Our Project – Casa Ahava

Convalescence

For the men and women in treatment for their cancer at the Maputo Central Hospital, Casa Ahava is a home of respite and comfort away from the constant reminder of illness. When a patient is transferred from a remote province of Mozambique to receive cancer care in Maputo, there is often very little or no social support available so far from home. Instead of living in the hospital for months on end, in coordination with our partners at Maputo Central Hospital, a patient is referred, invited, and brought to live at Casa Ahava during that arduous journey. Instead of the sterile walls of the hospital, they are given a soft bed, a cozy kitchen, a welcoming community, and as much comfort as can be offered.

Most of our days are spent in rest, in repose, or in hospital. Many patients have several needs at the hospital throughout the week and we faciliate all testing, examining, consulting, and waiting that may be needed.

On the days when hospital visits are not necessary, patients often go for short walks in our neighborhood, work or gather food in our small garden of greens, sit in the shade and listen to music, or participate in times of prayer and meditation faciliatated by our partners.

Hospice

At times, because of the great distance between home and hospital, when it becomes knowable that cancer treatments have no additional benefit the journey home is no longer possible. Rural areas of Mozambique can be tremendously difficult to access by those with healthy bodies; for those with late-stage cancer, they become impassible.

When home cannot be reached, Casa Ahava offers a community, a quiet room, a cool cloth, and a hand to hold to the dying with nowhere else to go.

At its oldest, hospice was simply a home of respite for weary travelers. At Casa Ahava, we like to think we are not so different from those first roadside homes, welcoming the stranger and the sick to our hearth for as long as they need and offering comfortable place to lie their head.
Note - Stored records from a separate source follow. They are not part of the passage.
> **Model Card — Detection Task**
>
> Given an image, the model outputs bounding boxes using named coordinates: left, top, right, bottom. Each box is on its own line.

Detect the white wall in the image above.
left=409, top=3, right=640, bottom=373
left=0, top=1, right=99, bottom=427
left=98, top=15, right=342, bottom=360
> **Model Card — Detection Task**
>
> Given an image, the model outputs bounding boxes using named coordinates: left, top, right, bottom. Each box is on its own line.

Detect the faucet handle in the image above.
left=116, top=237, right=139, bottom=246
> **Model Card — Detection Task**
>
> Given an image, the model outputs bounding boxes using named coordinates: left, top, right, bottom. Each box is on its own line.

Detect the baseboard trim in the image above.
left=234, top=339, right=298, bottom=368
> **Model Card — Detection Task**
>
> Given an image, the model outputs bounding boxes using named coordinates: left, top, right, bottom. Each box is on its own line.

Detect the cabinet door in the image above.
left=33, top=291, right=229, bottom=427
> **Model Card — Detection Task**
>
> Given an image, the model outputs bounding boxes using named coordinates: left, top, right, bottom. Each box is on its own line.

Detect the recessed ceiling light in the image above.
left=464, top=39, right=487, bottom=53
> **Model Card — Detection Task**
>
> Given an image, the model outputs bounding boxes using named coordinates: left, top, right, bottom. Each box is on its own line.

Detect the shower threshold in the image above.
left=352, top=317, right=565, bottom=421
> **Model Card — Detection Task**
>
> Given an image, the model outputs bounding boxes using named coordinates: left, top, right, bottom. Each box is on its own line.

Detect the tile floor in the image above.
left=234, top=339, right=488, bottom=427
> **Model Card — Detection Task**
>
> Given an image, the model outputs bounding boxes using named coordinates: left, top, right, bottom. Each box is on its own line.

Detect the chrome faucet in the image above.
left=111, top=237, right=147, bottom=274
Cicely Saunders, the founder of the modern hospice movement is reported to have said that dying persons ask three things of those who care for them: (1) “Help me“, (2) “Listen to me“, (3) “Don’t leave me”. With our without specialty training, extra resources, or extravagant manpower, we know that we can, at least, respond to these three requests.

Transitioning from the hope for cure to the hope for comfort is a challenge physically, emotionally, and spiritually.

At Casa Ahava we try to attend to each of these challenges. Physically, relying upon all the palliative resources and techniques available to us, we offer cleansing and bandaging of the wounds Cancer influcts, as much pain relief as is possible (pharmacological and nonpharmacological), and hold the dignity of the body of the dying as inviolable.

To the emotional toll of dying, we make every effort to bring communion and compassion into the hard places of dying. Music, opportunities to talk, opportunities for silence, and accompaniment in the dark all contribute to what DeFord meant when he wrote “There is perhaps no greater agape love than that shown to us by “the people who have gathered to say farewell” (Living, Loving, and Loss, 2013).

In the spiritual truthes and falsehoods of dying, we offer faithful witness, as steady a presence as we know, and a mixture of love and lament to go along with the mixture of life and death that those realities bring.

Training

Though we recognize that we are always learning ourselves, we also recognize that there are parts of our experience and our study that may be of use to those around us. From that well of knowledge, we draw as much as we can and offer it as freely as we know how to the medical and non-medical systems around us. Layne’s expertise and passion for palliative care and Jon’s passion for grief literacy and teaching the skill in the work of grief itself are on offer to whomever we may come across.

Layne’s PhD work in palliative care makes her especially good at offering important insight into improving care for patients and families alike with serious and chronic illnesses.

Counseling

Both dying and being in close proximity to it are all-consuming paths. The light by which we illuminate every step on those paths is often a flickering candle held in the shaky hand of the dying and each footfall is uncertain at best.

Jon’s experience and study into griefwork can shed just a bit more light along that path and, at times, give a bit more sturdiness to the step.

The effects of grief and dying are not reserved for simply the sick and their families. Healthcare professionals, and anyone else connected to the loss all suffer the losses along the way in different ways. Into the hurt of those losses we offer what little balm we can, and what wisdom we have.

Philosopher and medical ethicist Jeffry Bishop wrote that suffering is “to undergo loss of capacity, potency, history, project, or purpose, all of which are integral to this particular embodied being” (Jeffry Bishop, The Anticipatory Corpse). This idea of suffering rightly distinguishes itself from pain, and reveals that suffering comes from loss. Loss unmakes our attachments, it is the breaking and pulling away of that which we have tied to ourselves. And “grief is the rope burns left behind, when that which is held is pulled beyond our grasp.” (Stephen Levine, Unattended Sorrow)

We have years of practice in holding those burned hands softly, in pouring a soothing balm into the raw flesh of the burn, and in giving ritual and rhythm to the confusing and catastrophic.